We usually keep x and y separate in machine learning implementations for easier Numpy array computation.

Extra: if you would like to use pandas and your version of scikit-learn is >= 0.23, you can also load the dataset as a pandas DataFrame.

df = load_iris(as_frame=True)
print(df.data)
print(df.target)

Question 1: How many instances/samples are there?

We assume that x and y are of the same length, so you can check either.

print(len(x))
print(len(y))

To enforce that they are the same length, we can use Python’s assert keyword. This is a simple way of testing your code. assert expression will result in an AssertionError is expression is False.

For example, you will get an error if you have assert 3==5. Otherwise, nothing will happen.

# Make sure that x and y are of the same length. Throws an AssertionError otherwise.
assert len(x) == len(y)

Question 2: How many features does each instance have?

It will also be useful to know how many features/attributes our dataset has. Since x is a NumPy array, let us use its .shape attribute to find out!

print(x.shape)  ## (150, 4)
print(y.shape)  ## (150,)

This actually answers both the first and second questions. Scikit-learn models expect the input x to be of size \(N \times K\), for \(N\) instances and \(K\) features. So we answered both questions! (\(N = 150\), \(K = 4\))

We also know that y has 150 labels (one label per instance). Sounds right!

Question 3: How many (and what) classes does the dataset have?

The next thing to find out is - how many classes does this dataset have? And what are these classes?

Luckily, scikit-learn also has that covered!

classes = dataset.target_names
print(classes)
print(len(classes))

If done correctly, you should see that the Iris dataset comprises three classes: “setosa”, “versicolor”, and “virginica”.

Iris setosa
Iris setosa.
CC BY-SA 3.0,
Link
Iris versicolor
Iris versicolor.
By D. Gordon E. Robertson - Own work,
CC BY-SA 3.0, Link
Iris virginica
Iris virginica.
By Eric Hunt - Own work,
CC BY-SA 4.0, Link

Question 4: How are the classes distributed?
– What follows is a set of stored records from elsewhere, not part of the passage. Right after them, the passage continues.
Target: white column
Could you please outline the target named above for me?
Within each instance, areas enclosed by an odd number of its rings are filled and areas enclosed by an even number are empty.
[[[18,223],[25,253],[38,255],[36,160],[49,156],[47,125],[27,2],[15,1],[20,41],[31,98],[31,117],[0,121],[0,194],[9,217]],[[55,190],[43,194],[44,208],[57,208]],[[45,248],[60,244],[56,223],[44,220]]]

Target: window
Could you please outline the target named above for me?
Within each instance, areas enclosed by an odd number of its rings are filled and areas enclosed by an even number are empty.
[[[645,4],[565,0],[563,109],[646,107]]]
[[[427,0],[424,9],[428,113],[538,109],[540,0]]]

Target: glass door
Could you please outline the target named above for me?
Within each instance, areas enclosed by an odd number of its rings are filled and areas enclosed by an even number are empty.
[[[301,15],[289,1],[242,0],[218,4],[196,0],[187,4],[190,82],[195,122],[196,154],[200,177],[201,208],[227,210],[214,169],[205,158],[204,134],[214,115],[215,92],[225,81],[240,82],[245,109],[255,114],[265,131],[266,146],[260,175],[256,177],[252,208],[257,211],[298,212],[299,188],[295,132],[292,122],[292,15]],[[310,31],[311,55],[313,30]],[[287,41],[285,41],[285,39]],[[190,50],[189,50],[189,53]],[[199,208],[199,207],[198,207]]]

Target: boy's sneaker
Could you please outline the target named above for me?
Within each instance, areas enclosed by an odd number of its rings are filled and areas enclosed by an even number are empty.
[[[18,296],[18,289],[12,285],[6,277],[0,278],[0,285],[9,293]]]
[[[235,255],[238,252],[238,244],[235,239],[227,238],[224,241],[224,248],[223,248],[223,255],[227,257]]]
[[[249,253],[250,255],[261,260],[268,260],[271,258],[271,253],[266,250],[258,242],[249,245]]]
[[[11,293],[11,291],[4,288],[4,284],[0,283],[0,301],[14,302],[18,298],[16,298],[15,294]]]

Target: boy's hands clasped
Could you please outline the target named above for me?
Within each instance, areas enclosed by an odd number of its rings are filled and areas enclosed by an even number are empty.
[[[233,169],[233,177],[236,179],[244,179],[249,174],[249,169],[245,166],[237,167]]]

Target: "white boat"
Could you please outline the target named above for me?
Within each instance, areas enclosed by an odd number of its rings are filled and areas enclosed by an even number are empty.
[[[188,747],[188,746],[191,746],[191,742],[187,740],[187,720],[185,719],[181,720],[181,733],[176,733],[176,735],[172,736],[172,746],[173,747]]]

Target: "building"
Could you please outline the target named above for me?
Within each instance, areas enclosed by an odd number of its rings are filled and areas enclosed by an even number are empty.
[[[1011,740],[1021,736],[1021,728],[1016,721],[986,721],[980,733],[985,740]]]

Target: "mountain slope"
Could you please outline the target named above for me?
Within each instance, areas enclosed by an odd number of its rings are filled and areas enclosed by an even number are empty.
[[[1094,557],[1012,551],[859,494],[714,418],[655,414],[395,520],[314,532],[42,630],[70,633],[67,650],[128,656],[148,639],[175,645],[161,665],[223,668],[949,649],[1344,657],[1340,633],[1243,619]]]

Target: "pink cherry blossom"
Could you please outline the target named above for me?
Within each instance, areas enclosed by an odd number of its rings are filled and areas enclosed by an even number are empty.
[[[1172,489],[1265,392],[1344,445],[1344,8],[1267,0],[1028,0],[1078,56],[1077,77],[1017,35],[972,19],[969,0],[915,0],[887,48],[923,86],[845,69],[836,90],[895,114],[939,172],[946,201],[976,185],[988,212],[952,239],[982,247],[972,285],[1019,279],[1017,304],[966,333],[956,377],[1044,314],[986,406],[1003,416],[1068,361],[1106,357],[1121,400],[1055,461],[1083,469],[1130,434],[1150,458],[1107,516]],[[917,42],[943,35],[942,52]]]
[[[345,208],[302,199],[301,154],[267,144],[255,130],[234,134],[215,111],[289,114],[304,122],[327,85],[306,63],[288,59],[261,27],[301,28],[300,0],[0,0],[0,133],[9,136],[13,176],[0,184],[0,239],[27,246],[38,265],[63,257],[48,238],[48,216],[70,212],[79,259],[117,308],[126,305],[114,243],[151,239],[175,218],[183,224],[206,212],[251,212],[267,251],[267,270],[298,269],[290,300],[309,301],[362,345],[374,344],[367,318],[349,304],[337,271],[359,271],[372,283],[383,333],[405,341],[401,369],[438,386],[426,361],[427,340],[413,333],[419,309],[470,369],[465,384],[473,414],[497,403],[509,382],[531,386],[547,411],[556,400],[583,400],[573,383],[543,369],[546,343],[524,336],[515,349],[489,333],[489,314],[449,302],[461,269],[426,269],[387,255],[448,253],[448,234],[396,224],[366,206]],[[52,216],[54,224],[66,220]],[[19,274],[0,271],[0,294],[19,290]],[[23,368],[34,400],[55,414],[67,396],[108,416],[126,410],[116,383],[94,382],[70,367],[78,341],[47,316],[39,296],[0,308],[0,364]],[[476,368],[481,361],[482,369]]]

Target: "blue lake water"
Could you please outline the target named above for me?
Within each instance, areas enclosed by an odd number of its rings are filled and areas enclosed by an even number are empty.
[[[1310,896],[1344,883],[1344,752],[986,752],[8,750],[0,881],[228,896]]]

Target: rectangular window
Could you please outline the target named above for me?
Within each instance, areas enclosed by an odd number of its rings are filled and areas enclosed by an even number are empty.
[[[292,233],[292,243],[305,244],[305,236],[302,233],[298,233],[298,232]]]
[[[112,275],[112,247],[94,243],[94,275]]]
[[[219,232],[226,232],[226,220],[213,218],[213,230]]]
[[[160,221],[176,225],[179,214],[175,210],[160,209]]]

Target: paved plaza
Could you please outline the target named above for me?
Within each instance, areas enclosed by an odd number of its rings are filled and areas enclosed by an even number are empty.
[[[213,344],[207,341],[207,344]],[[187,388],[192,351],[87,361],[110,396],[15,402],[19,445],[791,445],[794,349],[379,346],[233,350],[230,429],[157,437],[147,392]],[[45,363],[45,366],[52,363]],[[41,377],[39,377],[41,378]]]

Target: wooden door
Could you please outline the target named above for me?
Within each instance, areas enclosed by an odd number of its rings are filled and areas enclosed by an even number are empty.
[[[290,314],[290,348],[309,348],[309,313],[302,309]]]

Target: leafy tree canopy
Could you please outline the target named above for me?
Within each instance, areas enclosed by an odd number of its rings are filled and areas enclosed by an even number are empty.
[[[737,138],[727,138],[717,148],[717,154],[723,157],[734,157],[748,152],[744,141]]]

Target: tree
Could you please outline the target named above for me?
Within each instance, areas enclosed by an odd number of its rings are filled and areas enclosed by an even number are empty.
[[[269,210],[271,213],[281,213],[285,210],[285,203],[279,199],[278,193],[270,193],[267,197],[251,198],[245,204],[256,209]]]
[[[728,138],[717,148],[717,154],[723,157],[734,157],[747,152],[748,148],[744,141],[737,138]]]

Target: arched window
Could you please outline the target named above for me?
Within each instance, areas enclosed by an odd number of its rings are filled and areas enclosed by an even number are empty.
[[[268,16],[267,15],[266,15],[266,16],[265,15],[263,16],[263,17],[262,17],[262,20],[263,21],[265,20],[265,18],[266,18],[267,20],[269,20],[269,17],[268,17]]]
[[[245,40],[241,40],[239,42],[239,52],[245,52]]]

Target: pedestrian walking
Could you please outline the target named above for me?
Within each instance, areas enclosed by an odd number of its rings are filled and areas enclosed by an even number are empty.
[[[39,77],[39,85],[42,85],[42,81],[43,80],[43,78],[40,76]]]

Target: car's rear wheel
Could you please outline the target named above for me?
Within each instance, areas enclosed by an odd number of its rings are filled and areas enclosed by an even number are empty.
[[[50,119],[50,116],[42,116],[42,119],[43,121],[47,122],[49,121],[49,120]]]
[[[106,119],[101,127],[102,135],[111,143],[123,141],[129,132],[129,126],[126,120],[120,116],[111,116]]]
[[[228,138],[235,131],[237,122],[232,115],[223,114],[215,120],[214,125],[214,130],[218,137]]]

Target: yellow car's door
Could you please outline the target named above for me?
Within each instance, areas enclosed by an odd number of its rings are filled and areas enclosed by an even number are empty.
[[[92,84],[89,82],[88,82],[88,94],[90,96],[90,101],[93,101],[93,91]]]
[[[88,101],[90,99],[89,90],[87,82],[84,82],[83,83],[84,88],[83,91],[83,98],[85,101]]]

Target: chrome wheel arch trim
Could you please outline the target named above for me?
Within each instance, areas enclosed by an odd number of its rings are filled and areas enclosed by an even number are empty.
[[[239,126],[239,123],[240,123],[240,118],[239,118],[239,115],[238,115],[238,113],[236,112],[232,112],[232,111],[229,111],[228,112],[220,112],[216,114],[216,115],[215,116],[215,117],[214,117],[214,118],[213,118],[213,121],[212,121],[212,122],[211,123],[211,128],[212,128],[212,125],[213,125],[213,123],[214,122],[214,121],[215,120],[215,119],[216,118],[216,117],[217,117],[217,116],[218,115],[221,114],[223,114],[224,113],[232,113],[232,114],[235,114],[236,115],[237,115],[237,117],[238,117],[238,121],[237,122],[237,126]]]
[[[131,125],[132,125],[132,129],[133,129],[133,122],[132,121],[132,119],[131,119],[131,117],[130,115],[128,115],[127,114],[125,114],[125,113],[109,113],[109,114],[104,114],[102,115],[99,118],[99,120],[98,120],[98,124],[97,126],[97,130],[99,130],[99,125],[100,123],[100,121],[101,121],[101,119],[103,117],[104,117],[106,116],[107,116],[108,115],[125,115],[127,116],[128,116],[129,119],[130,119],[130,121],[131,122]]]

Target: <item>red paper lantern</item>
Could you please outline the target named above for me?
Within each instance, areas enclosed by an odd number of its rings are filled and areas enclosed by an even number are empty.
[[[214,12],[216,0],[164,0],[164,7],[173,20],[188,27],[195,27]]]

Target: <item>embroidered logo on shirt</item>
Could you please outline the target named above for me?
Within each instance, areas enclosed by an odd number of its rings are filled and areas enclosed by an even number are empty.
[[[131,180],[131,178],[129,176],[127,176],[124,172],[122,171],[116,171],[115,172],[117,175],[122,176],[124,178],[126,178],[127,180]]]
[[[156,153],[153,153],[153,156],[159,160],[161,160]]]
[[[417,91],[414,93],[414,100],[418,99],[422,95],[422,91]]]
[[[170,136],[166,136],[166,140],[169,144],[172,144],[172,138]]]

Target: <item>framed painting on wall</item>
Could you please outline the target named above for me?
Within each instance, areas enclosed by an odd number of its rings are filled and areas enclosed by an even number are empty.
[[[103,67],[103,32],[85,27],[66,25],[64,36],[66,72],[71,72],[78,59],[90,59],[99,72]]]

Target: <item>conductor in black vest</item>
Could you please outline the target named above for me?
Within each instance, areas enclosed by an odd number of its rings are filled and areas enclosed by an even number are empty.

It is also a good idea to check how the classes are distributed, e.g. whether the proportion of instances is any bias towards one class over another.

You may have noticed that the elements in y can be either 0 (representing “setosa”), 1 (representing “versicolor”), and 2 (“virginica”). So let us use some of your NumPy prowess to count how many times each of these occur in y.

import numpy as np

(unique_labels, counts) = np.unique(y, return_counts=True)
print(unique_labels)
print(counts)

You should figure out that the classes are evenly distributed (50 samples per class).

If you have printed y, you may also have noticed that this dataset has already been sorted by classes (first 50 are class 0, next 50 are class 1, and last 50 are class 2). Most datasets are usually randomly shuffled though!

Usually, I would also encourage you to examine the raw data itself (e.g. images of the flowers). This is so that you can gain insights into what might be useful to distinguish between the classes (colour? size?). Unfortunately, we are not provided with these, but only pre-processed features. So we can skip this step for our module!